Movie director Ichikawa Jun died last week of a brain hemorrhage at a Tokyo hospital. He was 59. Sources say that up until last Thursday night, he had been working with staff editing the movie “Suutsu wo Kau” (Buy a Suit) for the upcoming Tokyo International Film Festival. He later was out dining alone when he collapsed. Ichikawa made his name in the TV commercial industry, wining a top award at Cannes in 1985. He made his movie debut with “BuSu” in 1987 and won his first domestic award with “Tsugumi” in 1990. 1997’s “Tokyo Yakyoku” (Tokyo Lullaby) won him a director’s award at the Montreal World Film Festival. Over two decades he made 21 movies, many critically acclaimed but not commercially successful. He pulled off a rare big-screen adaptation of a story by best-selling author Murakami Haruki with “Tony Takitani” in 2004. It picked up three awards at the Locarno Film Festival in Switzerland and was entered at the Sundance Film Festival.
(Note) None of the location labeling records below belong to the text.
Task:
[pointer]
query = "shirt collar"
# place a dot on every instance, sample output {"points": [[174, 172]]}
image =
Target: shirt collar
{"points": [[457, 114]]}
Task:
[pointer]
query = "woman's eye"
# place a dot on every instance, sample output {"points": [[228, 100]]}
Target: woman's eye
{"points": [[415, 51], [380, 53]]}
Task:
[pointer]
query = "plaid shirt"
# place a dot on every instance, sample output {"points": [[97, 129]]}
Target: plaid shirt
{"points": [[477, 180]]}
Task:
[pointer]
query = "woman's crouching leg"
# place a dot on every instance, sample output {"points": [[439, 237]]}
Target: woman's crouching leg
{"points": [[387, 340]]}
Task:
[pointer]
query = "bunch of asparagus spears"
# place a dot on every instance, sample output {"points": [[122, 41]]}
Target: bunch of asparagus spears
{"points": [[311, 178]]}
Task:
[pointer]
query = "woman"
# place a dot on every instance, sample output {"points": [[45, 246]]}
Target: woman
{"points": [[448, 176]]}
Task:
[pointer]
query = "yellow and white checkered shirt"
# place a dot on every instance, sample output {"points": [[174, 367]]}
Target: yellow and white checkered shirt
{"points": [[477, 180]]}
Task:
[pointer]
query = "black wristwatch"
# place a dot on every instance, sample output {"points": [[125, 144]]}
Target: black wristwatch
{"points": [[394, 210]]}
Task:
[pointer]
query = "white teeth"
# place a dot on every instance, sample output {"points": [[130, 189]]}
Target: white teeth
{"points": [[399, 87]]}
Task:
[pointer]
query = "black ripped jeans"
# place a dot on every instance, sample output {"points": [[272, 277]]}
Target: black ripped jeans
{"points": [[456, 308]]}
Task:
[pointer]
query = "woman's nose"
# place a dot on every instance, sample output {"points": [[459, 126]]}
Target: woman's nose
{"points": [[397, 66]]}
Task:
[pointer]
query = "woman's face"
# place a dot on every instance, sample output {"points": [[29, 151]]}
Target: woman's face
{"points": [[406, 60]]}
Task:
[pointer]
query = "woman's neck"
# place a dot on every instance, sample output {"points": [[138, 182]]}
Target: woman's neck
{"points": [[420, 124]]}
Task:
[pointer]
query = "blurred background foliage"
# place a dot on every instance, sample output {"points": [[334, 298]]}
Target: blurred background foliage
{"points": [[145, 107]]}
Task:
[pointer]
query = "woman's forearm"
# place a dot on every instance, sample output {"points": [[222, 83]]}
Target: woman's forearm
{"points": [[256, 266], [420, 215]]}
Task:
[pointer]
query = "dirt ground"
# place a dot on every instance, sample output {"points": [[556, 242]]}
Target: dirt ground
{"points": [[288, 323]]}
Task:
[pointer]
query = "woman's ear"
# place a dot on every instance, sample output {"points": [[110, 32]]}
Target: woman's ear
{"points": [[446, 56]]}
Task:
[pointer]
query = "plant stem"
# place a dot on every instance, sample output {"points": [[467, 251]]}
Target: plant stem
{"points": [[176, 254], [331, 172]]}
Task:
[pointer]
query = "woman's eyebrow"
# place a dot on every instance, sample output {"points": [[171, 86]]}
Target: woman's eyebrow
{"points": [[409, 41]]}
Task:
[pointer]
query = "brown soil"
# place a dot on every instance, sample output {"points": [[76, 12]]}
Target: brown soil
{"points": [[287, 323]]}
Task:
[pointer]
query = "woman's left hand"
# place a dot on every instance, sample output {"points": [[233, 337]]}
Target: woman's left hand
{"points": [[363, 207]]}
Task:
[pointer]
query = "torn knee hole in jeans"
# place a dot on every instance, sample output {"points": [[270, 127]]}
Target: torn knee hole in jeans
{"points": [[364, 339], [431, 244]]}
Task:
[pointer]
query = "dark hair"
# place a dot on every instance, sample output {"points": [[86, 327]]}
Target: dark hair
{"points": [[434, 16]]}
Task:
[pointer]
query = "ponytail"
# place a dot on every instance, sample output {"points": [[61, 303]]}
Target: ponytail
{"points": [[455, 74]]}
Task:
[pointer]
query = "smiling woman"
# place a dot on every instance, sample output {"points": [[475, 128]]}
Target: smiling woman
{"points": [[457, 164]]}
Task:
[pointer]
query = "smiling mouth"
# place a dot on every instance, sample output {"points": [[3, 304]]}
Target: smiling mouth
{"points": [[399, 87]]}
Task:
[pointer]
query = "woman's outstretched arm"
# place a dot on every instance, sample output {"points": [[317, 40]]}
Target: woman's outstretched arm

• Japan’s biggest rock band “came of age” yesterday, celebrating their 20th birthday. Twenty years to the day after they released “Dakara Sono Te wo Hanashite,” B’z (profile) played a 26-song set for 70,000 fans at the Nissan Stadium in Yokohama, kicking off with “Bad Communication,” the song that became their breakthrough single. Just like their 15th anniversary concert five years ago, the day was somewhat spoiled by heavy rain. The concert brought an end to their six-show anniversary tour.
• Kurosawa Akira’s classic movie “Rashomon” is to be remade in Hollywood. The project is planned as part of the “AK100 Project” in 2010, the 100th anniversary of Kurosawa’s birth. No director or stars have yet been named for the movie, but it is to be a joint Japanese-U.S.-Singapore project. The 1950 Oscar-winning original is still regarded as one of the best and most influential movies ever made. (Kurosawa Akira profile)
• Johnny’s Jimusho idol Yamashita Tomohisa (23) has graduated from Meiji University a bit later than planned. A member of the pop group NEWS, he was scheduled to graduate in the spring but was six credits short. He announced at the March opening of his movie “Kurosagi” that he would have to repeat a year. He spent the summer studying while also starring in the Fuji TV drama series “Code Blue.” He took part in the fall graduation ceremony in Tokyo last Friday.